A frequently outspoken voice who notably gave former British premier Tony Blair a public dressing-down as EU budget commissioner in 2006, Grybauskaite says sanctions are having very little impact on President Alexander Lukashenko, in power since 1994.

And with only “lower-level” officials left to be targeted under the standard measures, she argued that the step-change demanded by emerging EU power Poland will only leave the people of Belarus “isolated” and hit neighbouring cross-border business.

“Talking about sanctions is politically very fashionable, but the results mainly affect the people,” she said.

“We see how much Belarus has been driven out from Western values, and how much it has been pushed towards Russian influence,” hinting that others will follow.

“This is painful as neighbours,” she underlined.

A haven for Belarus exiles — the two capital cities, Vilnius and Minsk, are less than 200 kilometres (125 miles) apart — Lithuania is right on the faultline between Brussels and Moscow spheres of influence.

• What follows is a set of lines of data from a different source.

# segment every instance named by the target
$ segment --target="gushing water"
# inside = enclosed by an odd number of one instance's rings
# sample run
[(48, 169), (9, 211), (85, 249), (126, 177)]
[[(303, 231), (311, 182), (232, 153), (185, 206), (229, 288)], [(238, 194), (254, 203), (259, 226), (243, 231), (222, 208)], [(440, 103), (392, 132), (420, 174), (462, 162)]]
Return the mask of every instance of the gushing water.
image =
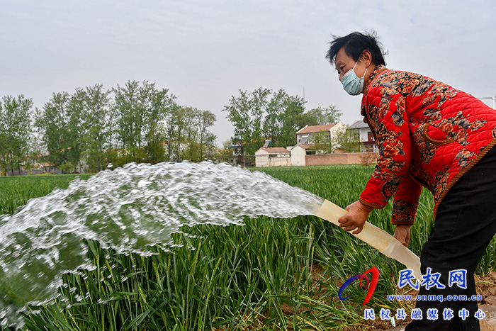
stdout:
[(172, 245), (184, 225), (310, 215), (322, 202), (263, 172), (207, 162), (132, 163), (76, 179), (0, 215), (0, 324), (55, 298), (62, 274), (94, 267), (83, 239), (150, 255), (147, 246)]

Bordering the increasingly militarised Russian port enclave of Kaliningrad, which nestles between Lithuania and Poland on the Baltic Sea, few feel the shifting centres of geo-political gravity more keenly than this country of three million.

Putin, likely to win Sunday’s presidential election in Russia, has said Moscow opposes all sanctions on Belarus “because they lead to intervention… as in the tragic cases of Libya and Iraq.”

The Russian leader is meanwhile said to have taken it as a personal affront when Lithuania became the first Soviet republic to declare independence in 1990, and Lithuania has much work to complete to end total energy dependence on Russian giant Gazprom, which pipes in gas via Belarus.

Grybauskaite also faces a mish-mash of pro-Russian political strands and parties that spring up periodically.

She is fighting to achieve a better deal for countries just to the EU’s east at a special regional summit set for next year, when Lithuania will be in the EU chair.

The reason, as ever, is Russia — which retains the power well beyond its modern borders to turn gas taps on and off, or shut down whole towns commanded by industrial behemoths.

As another Lithuanian official who could not be identified pointed out: “It takes years to get into the EU club even when you get the go-ahead for negotiations — whereas when Russia says ‘come into our customs union,’ it happens the very next day.”

Last November the leaders of Russia, Belarus and energy-rich Kazakhstan signed, in the Kremlin, a declaration vowing to create a full EU-style “Eurasian economic union” by 2015.